Die Bezirkshauptmannschaften sind personell und sachlich so auszustatten, dass sie die ihnen obliegenden Aufgaben nach den im § 3 Abs. 2 genannten Grundsätzen besorgen können.

§ 10

Text

§ 10

Geschäftsordnung

Der Landeshauptmann hat eine Geschäftsordnung zu erlassen, die den Geschäftsgang in den Bezirkshauptmannschaften regelt. Die Geschäftsordnung hat insbesondere Bestimmungen zu enthalten über

1.

den Posteingang und den Postausgang;

2.

die Aufteilung der Geschäftsstücke;

3.

die Vorgangsweise bei der Sachbearbeitung;

4.

die Genehmigung und die Fertigung von Akten;

5.

die Aufgaben der Kanzlei und der Registratur;

6.

die Art und Form des Schriftverkehrs sowie

7.

die Aufbewahrung und Vernichtung von Akten.

§ 11

Text

§ 11

Geschlechtsspezifische Bezeichnungen

Personenbezogene Bezeichnungen, die in diesem Gesetz nur in der männlichen Form verwendet werden, gelten für Frauen - unbeschadet des § 6 Abs. 1 zweiter Satz - in ihrer jeweiligen weiblichen Form.

§ 12

Text

§ 12

Inkrafttreten; Außerkrafttreten

(1) Dieses Gesetz tritt mit dem auf seine Verlautbarung im Landesgesetzblatt zweitfolgenden Monatsersten in Kraft.

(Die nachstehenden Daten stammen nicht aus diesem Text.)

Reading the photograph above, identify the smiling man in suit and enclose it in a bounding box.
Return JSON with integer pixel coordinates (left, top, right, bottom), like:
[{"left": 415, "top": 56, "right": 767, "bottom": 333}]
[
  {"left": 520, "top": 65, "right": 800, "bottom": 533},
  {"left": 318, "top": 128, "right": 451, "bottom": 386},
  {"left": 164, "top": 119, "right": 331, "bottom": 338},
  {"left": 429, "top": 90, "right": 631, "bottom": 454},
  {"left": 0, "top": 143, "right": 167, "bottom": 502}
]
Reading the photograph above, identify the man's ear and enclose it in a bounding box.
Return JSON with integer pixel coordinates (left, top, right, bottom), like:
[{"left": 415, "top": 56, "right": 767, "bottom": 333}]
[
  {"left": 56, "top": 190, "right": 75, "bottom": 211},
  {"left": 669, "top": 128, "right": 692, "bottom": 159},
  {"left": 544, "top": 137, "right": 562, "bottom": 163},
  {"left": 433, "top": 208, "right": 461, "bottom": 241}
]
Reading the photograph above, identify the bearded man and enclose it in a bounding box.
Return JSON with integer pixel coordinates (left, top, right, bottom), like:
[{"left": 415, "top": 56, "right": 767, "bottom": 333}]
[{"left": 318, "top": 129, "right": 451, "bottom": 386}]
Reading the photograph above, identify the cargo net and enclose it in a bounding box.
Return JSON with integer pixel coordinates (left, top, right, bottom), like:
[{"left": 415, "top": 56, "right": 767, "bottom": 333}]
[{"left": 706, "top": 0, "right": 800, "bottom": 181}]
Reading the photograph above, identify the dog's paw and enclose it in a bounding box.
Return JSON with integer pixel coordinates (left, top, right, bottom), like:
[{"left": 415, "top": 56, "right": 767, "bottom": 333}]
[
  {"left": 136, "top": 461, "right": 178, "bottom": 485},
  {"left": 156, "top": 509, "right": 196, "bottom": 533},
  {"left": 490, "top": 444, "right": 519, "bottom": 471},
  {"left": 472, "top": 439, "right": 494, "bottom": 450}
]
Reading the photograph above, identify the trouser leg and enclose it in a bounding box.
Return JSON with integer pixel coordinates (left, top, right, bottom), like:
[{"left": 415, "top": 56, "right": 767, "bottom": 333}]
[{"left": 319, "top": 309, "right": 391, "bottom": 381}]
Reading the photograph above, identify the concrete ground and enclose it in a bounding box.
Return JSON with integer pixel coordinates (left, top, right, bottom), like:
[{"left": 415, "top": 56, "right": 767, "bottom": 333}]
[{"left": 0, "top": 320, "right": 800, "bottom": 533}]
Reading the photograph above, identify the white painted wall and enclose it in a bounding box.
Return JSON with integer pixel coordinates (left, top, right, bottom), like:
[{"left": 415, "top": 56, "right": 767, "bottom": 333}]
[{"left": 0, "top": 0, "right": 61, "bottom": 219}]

(2) Mit Inkrafttreten dieses Gesetzes treten folgende Rechtsvorschriften, soweit sie im Burgenland als Landesgesetze gelten, außer Kraft:

1.

die §§ 10 bis 17 des Gesetzes über die Einrichtung der politischen Verwaltungsbehörden, RGBl. Nr. 44/1868, sowie

2.

§ 1 der Beilage A der Verordnung der Minister des Innern, der Justiz und der Finanzen, womit (u.a.) die Allerhöchsten Entschließungen über die Einrichtung und Amtswirtschaft der Bezirksämter, Kreisbehörden und Statthaltereien kundgemacht werden, RGBl. Nr. 10/1853.